Il ajoute que cette création a paru pour la première fois dans l’hebdomadaire en cause, le 2 décembre 2011, associée à un second visuel qui se présente sous le même format de bande dessinée. Ce visuel montre un ordinateur sur l’écran duquel apparaît une femme et au premier plan, un homme souriant portant sur la joue des traces de rouge à lèvres laissées par des baisers et accompagné du slogan « une bonne adresse, ça se remarque ».
Compte tenu de ces éléments, cette création est apparue au groupe de presse comme relevant de l’hyperbole publicitaire non contraire aux règles professionnelles de la publicité.
Il affirme avoir décidé de suspendre la diffusion du visuel critiqué dans l’attente de la décision du Jury.

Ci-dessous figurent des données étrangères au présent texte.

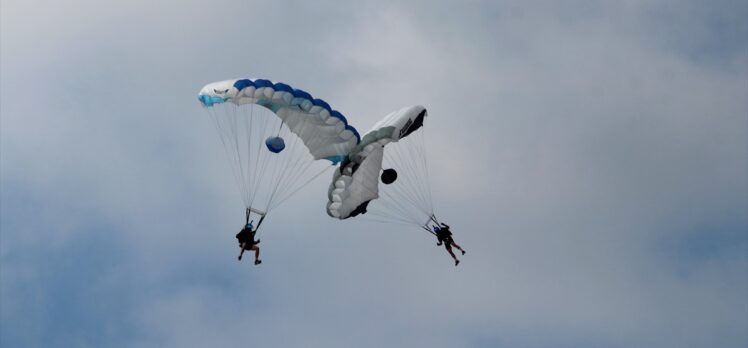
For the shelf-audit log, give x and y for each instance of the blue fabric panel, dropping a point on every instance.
(242, 84)
(259, 83)
(283, 87)
(298, 93)
(323, 104)
(338, 115)
(355, 132)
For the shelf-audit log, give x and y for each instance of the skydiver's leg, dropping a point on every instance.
(241, 246)
(449, 248)
(257, 253)
(458, 247)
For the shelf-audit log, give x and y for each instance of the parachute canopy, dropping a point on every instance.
(355, 186)
(273, 133)
(324, 131)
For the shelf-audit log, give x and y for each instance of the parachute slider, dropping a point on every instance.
(388, 176)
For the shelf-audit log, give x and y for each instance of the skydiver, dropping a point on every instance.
(444, 235)
(247, 241)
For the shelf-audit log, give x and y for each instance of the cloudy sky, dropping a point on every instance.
(591, 157)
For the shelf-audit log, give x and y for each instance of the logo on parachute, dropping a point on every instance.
(405, 128)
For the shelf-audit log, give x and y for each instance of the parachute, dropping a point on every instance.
(396, 143)
(273, 134)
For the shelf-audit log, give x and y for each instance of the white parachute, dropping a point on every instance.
(272, 134)
(394, 151)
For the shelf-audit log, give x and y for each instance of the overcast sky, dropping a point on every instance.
(591, 157)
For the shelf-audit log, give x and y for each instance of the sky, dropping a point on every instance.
(590, 156)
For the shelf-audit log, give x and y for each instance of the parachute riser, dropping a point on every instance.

3.Les motifs de la décision du Jury
Le Jury rappelle que la Recommandation «Image de la personne humaine» de l’ARPP prévoit dans son point 3 « Soumission – Dépendance – Violence » que :
3.3 « La publicité doit éviter toute scène de violence, directe ou suggérée, et ne pas inciter à la violence, que celle-ci soit morale ou physique ».
3/4. « La publicité ne doit, en aucun cas, par ses messages, ses déclarations ou sa présentation, banaliser la violence ».
Le Jury constate que le visuel critiqué qui représente, dans le cadre d’un univers professionnel, une femme giflant avec force un homme, en vêtement de chantier, qui grimace de douleur, constitue une scène de violence.
Certes, ce visuel accompagné de l’accroche « Une déclaration mal préparée, ça laisse des traces ! » est traité selon les codes de la bande dessinée, c’est à dire qu’il ne représente pas de « vraies personnes » mais des dessins et repose sur l’exagération des mouvements, des expressions et des attitudes.
Toutefois cette explication ne suffit pas à justifier le choix de la représentation d’une scène aussi violente dans le cadre des relations au travail, lesquelles font précisément l’objet aujourd’hui d’une attention particulière quant à leur climat.
Une telle représentation méconnaît donc les Recommandations précitées de l’ARPP.
Toutefois, le Jury relève que l’agence a présenté ses excuses au plaignant et que le support a suspendu la diffusion du visuel dans l’attente de la décision du Jury.
4.La décision du Jury
– La plainte est fondée en ce que la publicité en cause méconnaît les points 3.3 et 3.4 de la Recommandation Image de la personne humaine de l’ARPP ;
– Il est demandé au Directeur général de l’ARPP de veiller à ce que cette publicité cesse et à ce qu’elle ne soit pas reconduite ;
– La présente décision sera communiquée au plaignant, à l’annonceur, à l’agence de communication et au groupe de presse ;
– Elle sera diffusée sur le site Internet du JDP.
Délibéré le 6 avril 2012, par Mme Hagelsteen, Présidente, Mmes Drecq et Moggio, et MM Benhaïm, Leers et Lacan.